OW: And what about the most challenging moment in the opera to sing?

MP: The Micaëla duet is actually one of the more nerve-wracking parts for me to sing. It keeps you smack dab in the middle of the passagio for its entirety and is just a generally difficult way to start a show. But, if you have a good run at the duet, you can rest easy knowing the remainder of the show will probably go well too.

OW: How has this production with City Lyric Opera developed your understanding of the opera and character?

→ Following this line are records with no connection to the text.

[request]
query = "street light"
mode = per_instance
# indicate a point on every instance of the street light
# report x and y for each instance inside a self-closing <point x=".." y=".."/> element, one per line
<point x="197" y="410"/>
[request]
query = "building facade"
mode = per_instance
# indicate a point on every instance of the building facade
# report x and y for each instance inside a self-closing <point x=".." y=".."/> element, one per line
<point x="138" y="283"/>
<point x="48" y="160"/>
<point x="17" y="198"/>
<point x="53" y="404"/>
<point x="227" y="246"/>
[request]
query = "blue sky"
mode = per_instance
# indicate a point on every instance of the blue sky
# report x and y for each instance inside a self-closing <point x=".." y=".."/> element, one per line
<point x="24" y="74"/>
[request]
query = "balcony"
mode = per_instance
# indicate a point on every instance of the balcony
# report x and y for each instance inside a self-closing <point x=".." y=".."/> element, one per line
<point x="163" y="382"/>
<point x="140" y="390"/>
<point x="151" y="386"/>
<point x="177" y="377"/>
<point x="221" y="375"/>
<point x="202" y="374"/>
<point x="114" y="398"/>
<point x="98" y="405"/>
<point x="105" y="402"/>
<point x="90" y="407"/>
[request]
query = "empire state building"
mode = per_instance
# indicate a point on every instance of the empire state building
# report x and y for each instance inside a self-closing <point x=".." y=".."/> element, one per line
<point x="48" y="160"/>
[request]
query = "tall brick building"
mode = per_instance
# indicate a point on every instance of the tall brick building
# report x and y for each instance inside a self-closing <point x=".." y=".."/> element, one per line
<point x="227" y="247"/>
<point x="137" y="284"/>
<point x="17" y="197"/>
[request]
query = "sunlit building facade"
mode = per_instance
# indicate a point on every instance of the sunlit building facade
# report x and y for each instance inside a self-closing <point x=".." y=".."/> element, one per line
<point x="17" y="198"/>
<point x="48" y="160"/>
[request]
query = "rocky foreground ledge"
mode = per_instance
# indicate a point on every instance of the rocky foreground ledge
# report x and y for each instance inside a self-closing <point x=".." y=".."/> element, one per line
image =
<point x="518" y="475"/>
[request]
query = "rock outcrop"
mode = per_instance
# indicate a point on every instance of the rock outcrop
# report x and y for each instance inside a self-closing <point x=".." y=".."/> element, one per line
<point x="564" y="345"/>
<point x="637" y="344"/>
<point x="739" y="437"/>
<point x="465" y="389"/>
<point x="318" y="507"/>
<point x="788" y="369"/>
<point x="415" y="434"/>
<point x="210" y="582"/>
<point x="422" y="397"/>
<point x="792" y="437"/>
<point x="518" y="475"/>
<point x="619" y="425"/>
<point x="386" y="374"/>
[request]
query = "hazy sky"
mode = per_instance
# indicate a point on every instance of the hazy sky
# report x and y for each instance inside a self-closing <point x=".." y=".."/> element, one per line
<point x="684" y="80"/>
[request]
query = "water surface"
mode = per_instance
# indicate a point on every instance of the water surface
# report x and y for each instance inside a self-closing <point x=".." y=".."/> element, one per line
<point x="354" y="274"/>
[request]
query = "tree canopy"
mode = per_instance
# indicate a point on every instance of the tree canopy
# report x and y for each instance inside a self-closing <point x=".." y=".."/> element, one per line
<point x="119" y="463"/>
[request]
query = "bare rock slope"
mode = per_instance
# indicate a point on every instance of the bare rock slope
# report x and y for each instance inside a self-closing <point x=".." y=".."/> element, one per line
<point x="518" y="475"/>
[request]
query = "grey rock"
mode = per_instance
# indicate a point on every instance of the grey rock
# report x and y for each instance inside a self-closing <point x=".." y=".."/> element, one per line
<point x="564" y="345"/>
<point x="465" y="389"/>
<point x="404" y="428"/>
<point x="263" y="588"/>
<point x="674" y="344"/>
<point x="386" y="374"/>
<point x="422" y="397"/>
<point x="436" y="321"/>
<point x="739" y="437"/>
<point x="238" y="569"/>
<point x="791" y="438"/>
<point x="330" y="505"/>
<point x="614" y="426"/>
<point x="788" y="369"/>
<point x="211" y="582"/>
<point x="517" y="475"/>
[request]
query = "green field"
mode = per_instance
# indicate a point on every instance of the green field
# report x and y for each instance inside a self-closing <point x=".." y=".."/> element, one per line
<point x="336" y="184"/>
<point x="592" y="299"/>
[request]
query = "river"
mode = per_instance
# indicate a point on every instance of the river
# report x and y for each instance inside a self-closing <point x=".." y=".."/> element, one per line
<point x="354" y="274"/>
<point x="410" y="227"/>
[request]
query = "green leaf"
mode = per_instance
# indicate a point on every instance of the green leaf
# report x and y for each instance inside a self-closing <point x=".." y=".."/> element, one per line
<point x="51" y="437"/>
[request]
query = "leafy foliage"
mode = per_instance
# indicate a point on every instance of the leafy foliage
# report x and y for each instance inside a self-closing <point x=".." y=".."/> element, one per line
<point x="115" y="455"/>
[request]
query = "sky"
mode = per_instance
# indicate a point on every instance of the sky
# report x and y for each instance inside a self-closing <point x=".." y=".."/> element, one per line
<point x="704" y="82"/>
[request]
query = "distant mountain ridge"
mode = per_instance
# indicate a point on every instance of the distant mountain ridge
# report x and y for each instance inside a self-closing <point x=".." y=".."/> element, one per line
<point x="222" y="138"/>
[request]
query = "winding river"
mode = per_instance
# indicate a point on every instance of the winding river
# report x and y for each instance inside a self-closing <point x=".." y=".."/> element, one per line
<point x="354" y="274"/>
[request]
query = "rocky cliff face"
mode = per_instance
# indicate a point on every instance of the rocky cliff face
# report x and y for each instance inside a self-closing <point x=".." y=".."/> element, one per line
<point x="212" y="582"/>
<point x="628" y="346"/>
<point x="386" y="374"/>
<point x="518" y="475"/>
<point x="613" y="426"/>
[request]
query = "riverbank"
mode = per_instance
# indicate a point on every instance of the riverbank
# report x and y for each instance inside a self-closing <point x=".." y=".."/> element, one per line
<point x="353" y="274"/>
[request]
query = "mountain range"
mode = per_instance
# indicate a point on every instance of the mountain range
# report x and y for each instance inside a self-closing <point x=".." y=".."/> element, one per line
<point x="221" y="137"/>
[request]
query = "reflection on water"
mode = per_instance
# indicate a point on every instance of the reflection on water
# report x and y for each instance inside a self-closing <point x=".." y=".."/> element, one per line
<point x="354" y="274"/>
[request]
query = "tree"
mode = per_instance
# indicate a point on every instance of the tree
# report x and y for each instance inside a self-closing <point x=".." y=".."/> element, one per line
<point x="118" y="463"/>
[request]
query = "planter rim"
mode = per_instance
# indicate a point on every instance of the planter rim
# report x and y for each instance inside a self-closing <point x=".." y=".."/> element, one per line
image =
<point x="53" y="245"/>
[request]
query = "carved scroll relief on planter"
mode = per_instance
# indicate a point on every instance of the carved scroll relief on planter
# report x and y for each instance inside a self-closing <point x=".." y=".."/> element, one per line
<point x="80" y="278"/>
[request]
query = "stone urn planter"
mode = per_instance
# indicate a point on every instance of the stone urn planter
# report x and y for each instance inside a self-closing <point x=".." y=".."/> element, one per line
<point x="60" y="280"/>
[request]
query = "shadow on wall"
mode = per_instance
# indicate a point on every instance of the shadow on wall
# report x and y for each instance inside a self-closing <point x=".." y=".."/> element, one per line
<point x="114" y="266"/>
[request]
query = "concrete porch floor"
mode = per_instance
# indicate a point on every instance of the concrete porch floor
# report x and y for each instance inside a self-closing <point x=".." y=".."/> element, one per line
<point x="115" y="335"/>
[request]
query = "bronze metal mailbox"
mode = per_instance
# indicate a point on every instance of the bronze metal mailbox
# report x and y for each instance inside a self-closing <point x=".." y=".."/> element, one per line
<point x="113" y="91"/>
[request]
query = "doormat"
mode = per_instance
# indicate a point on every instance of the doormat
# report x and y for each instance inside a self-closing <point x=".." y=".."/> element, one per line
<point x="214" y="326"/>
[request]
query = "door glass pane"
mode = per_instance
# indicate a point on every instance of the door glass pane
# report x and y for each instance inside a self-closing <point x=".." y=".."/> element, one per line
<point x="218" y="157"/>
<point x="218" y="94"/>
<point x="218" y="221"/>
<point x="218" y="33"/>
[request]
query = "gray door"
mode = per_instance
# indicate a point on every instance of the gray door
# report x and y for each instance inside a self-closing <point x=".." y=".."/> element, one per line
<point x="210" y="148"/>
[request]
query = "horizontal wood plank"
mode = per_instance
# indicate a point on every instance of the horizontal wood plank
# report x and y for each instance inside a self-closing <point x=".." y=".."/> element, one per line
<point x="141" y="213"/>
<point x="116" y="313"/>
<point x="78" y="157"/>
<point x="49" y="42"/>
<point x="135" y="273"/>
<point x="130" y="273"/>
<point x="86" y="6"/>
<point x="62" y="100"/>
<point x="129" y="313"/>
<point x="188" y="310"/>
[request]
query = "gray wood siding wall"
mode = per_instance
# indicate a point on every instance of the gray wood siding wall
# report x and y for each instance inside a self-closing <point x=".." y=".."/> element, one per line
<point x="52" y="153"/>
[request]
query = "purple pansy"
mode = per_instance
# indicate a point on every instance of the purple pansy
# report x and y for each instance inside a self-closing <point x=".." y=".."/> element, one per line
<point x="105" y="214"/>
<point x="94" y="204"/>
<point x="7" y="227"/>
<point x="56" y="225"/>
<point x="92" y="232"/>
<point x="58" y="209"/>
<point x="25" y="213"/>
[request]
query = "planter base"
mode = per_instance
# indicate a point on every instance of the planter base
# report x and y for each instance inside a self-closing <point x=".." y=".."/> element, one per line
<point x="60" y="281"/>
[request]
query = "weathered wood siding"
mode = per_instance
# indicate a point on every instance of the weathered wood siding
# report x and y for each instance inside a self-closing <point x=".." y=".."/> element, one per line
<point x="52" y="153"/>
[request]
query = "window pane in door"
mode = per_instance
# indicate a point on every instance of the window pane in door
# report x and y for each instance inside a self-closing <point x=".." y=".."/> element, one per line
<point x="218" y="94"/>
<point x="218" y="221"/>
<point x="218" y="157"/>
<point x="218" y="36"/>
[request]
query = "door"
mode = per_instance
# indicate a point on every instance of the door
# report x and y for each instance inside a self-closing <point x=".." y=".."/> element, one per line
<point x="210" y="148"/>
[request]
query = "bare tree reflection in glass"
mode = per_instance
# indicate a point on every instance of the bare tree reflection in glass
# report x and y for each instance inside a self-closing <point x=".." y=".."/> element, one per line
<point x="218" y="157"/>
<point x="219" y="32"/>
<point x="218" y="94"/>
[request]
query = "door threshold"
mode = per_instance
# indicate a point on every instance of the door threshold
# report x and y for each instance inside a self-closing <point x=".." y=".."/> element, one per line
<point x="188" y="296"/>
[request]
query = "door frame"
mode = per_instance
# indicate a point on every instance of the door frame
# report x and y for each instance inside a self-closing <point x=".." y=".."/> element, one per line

MP: “Tragédie” is a particular challenge because, in a show that runs around 90 minutes, there is not a lot of time to establish and develop the character. “Tragédie” has given me the opportunity to find new places to give glimpses into the mind of José, particularly in the Flower Aria. In “Carmen,” José is trying to prove his love to Carmen when she begins to mock him. In “Tragédie,” the aria comes immediately after Escamillo makes his play at Carmen so there is a deeper sense of desperation behind the aria as José must prove better than Escamillo. New perspectives of time-proven arias always make for a good time.

OW: What comes next after this run of performances?

MP: There are some not yet official things in the works but my next official project is covering as The Governor with the New York Philharmonic in a new David Lang opera, “Prisoner of the State.” After that, I will be headed to Chautauqua for the summer with the Chautauqua Institute Voice Program to sing Tebaldo in “I Capuleti e i Montecchi.”